Duplicating info here for visibility:
We explored two approaches that might allow for secure proof generation.
Full Local EVM Proofs
The user generates all the proofs for the transactions - and hence the entire RM transaction - locally. This would of course be preferable for any cypherpunks and people actually interested in security.
However, this is practically unattainable currently.
Firstly we have to take into account that the user will have to download a 18 GB large proving key for proving. Yet that part is ok, the user would need to do it only one time. If they are interested in security that is bearable, although - if we’re comparing ourselves to Railgun - this may take hours depending on internet speed. Took 3 hours for me, but I have pretty bad connection.

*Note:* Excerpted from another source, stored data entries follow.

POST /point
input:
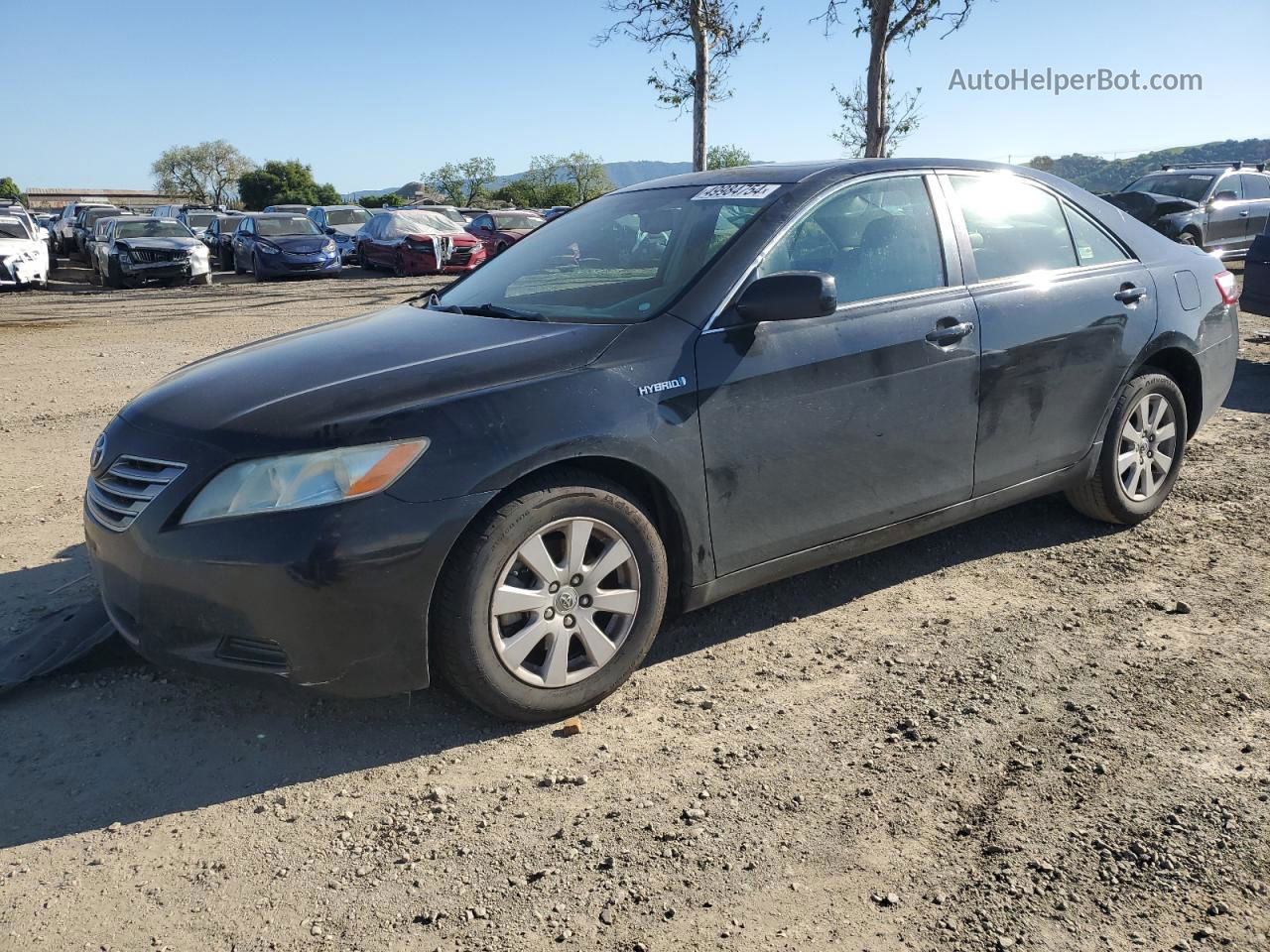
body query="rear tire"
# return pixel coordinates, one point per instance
(474, 647)
(1130, 463)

Secondly, the local generation of EVM proofs currently ranged from very slow to impossible.
Locally running sha256
example taken from the official repo takes about 20 minutes - for a single hash function run and one equality comparisson! - and barely made my 64 GB RAM machine shut down. At some point it simply froze while running at 99+% of RAM usage.
While testing @xuyang provided mock compliance proof generation my laptop simply ran out of memory after 20+ minutes.
Local app-proving and server-side aggregation proof
The user generates all the app proofs and then sends them to e.g. us to aggregate them into an EVM-verifiable proof.
Currently this does not actually grant us anything because it seems that the app proofs lack any ZK properties. While theoretically it may not be easy to get any info from them, for all intents and purposes we should look at it as basically being transparent.
However, as @cwgoes mentioned, if they can can make them ZK then it might be worth returning to this idea in the future, hoping that the proof sizes and times do not escalate due to that.